Molecular Program That Controls The Cells

The study revealing that the molecular program; that controls cells capacity for division. Cells in the body proliferate at different rates. Some divide constantly and throughout life, like the ones that line the gut. Others divide only rarely, sometimes resting for several years in a non-dividing state. The molecular mechanisms that help control this cellular hibernation; termed quiescence, revealing how cells can purposefully choose to retain the capacity to divide.

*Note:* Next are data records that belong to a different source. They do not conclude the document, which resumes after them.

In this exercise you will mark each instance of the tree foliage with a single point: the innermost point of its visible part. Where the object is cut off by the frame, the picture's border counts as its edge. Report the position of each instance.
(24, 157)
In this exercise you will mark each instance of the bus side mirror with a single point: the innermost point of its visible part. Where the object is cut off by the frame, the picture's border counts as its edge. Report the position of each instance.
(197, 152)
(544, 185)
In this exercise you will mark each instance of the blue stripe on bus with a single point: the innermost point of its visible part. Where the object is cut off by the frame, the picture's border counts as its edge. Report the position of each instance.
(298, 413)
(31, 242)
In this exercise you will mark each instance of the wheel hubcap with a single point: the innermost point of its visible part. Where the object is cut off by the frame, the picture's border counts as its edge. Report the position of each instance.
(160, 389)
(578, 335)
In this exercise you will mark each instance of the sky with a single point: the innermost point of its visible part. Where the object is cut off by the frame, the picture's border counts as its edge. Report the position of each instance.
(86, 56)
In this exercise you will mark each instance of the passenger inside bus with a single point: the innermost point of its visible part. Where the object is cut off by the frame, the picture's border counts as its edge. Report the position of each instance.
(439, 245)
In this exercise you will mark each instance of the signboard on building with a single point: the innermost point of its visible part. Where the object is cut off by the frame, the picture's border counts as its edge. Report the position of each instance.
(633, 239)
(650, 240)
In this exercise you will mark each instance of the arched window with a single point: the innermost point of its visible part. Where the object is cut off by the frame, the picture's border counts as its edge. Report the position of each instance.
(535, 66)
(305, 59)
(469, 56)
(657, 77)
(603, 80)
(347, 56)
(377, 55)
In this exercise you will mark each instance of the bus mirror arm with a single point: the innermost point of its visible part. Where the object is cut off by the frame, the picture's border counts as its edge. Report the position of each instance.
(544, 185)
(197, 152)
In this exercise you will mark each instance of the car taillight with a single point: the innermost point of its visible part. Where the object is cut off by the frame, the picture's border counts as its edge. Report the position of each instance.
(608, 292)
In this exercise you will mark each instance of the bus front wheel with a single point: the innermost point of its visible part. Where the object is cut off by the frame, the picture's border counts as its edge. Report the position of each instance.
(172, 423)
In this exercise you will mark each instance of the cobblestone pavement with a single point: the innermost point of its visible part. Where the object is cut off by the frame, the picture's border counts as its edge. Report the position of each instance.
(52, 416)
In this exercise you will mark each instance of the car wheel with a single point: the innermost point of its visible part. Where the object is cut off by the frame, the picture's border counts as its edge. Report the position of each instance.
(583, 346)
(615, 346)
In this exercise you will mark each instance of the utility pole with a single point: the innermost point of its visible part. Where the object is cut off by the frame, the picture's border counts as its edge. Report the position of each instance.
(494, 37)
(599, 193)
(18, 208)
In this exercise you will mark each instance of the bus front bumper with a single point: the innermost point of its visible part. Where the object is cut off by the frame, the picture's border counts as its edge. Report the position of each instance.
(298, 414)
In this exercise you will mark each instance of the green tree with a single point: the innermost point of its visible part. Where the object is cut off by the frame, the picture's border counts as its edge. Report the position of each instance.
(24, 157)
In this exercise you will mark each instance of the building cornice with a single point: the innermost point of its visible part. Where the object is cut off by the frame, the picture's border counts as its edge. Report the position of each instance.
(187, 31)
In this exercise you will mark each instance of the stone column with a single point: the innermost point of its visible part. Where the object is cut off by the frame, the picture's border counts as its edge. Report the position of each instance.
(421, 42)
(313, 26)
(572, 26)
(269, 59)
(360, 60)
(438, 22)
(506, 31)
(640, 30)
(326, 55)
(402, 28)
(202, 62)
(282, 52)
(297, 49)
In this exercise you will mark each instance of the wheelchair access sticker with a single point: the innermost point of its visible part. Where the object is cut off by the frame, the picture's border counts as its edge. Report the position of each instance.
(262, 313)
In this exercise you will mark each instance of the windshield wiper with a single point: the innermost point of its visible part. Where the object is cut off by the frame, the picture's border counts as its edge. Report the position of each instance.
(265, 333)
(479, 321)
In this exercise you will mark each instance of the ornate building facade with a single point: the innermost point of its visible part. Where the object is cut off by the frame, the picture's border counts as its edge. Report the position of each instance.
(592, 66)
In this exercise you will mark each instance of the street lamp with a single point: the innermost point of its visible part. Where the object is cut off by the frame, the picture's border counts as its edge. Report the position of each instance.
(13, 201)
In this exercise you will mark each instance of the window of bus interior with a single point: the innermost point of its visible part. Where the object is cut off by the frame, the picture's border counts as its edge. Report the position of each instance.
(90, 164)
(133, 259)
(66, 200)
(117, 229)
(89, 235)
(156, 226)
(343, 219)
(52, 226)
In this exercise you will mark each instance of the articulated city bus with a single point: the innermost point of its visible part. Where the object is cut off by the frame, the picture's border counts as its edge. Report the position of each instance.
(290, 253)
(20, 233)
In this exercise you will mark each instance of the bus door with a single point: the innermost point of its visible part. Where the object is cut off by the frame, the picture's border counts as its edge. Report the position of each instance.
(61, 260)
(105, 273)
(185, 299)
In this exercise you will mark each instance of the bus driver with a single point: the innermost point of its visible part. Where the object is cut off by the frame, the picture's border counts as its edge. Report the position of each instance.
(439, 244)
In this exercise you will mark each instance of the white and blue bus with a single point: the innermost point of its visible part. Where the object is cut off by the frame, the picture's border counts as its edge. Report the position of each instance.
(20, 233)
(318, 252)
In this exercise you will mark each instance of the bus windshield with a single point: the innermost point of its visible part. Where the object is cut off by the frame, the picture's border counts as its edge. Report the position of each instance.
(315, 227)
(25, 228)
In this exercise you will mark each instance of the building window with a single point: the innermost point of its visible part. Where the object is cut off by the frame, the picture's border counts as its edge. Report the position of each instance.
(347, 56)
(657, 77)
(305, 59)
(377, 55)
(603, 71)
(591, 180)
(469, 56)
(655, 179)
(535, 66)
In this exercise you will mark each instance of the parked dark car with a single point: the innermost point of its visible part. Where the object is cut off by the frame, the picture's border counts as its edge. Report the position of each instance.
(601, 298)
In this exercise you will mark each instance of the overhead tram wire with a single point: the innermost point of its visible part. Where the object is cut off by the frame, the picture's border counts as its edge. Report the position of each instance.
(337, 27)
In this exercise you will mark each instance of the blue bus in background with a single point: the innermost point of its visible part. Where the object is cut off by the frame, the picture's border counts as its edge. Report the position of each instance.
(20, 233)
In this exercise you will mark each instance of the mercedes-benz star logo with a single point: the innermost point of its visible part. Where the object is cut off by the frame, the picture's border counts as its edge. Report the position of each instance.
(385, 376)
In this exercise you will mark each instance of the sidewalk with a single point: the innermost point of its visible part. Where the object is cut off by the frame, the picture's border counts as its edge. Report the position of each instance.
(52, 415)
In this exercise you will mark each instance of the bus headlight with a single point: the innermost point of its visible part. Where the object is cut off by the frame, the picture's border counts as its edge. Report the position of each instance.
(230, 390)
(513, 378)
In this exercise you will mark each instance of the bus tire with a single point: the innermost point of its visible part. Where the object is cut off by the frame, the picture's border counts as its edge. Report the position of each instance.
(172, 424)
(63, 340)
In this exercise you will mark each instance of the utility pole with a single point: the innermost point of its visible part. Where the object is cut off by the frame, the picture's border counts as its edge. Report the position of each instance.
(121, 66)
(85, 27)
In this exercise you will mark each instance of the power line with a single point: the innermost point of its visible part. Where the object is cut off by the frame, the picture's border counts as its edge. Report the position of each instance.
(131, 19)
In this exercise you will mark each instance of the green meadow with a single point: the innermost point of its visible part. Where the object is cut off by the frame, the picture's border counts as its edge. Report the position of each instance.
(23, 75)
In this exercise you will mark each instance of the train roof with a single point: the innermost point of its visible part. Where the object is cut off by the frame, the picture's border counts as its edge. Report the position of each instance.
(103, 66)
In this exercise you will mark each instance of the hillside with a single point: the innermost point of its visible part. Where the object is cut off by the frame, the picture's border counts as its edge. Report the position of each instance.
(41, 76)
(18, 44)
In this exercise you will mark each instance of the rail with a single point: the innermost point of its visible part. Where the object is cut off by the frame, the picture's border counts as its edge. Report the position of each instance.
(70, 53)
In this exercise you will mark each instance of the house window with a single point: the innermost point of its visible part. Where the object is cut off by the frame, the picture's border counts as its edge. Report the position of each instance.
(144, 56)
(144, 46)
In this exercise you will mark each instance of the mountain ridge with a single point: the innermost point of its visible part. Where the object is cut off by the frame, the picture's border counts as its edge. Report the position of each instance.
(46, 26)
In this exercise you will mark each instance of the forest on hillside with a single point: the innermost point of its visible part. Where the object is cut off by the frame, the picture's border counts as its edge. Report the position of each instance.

This explaining cell division and cell state; but also the dynamics of the cellular machinery that supports these processes; including a group of proteins at a critical structure called the centromere; that ensure that chromosomes are properly inheriting every time a cell divides. During cell division, each resident chromosome gets duplicating and then equally apportioning; ensuring that both cells receive a complete set of genetic instructions.

The molecular program

The unsung hero of this careful choreography is the centromere, a small chromosomal region that anchors the rope-like fibers that separate chromosomes during cell division. Chromosomes that lack a centromere cannot be transporting to their rightful places. That leaves cells with a jumbled mess of DNA a steppingstone toward disordered growth and, potentially, cancer.

The key centromere protein, named CENP-A; was widely thought to be static, but is in fact replenishing at a slow, yet continuous, rate. This serves not only to refresh and maintain the apparatus requiring for cell division but also to provide a marker of the cells’ future capacity for proliferation. Centromeres are not defined by DNA sequence; but instead by the assortment of proteins that gather upon them. That is to say, centromeres are spelled out in epigenetic terms.

Epigenetic lexicon of the centromere

But within the epigenetic lexicon of the centromere; a protein called CENP-A is particularly indispensable. Oocytes, the female reproductive cells; first form in humans during embryonic development and remain dormant until after puberty representing a decade or more of inactivity.  But when they studying mature muscle cells; a cell type that has lost its capacity to divide and is therefore at the end of its developmental journey they uncovering a very different scenario.

In these cells, the levels of CENP-A at the centromeres are drastically reducing; particularly when compared to the cells’ younger brethren. The researchers hypothesize that this difference reflects distinct needs to maintain their centromeres; which in turn signals disparate capacities for cell division. As an epigenetic mark, the CENP-A protein forms part of a nucleosome; the unit of bobbin-like histone proteins around which DNA is tightly wound, like thread on a spool.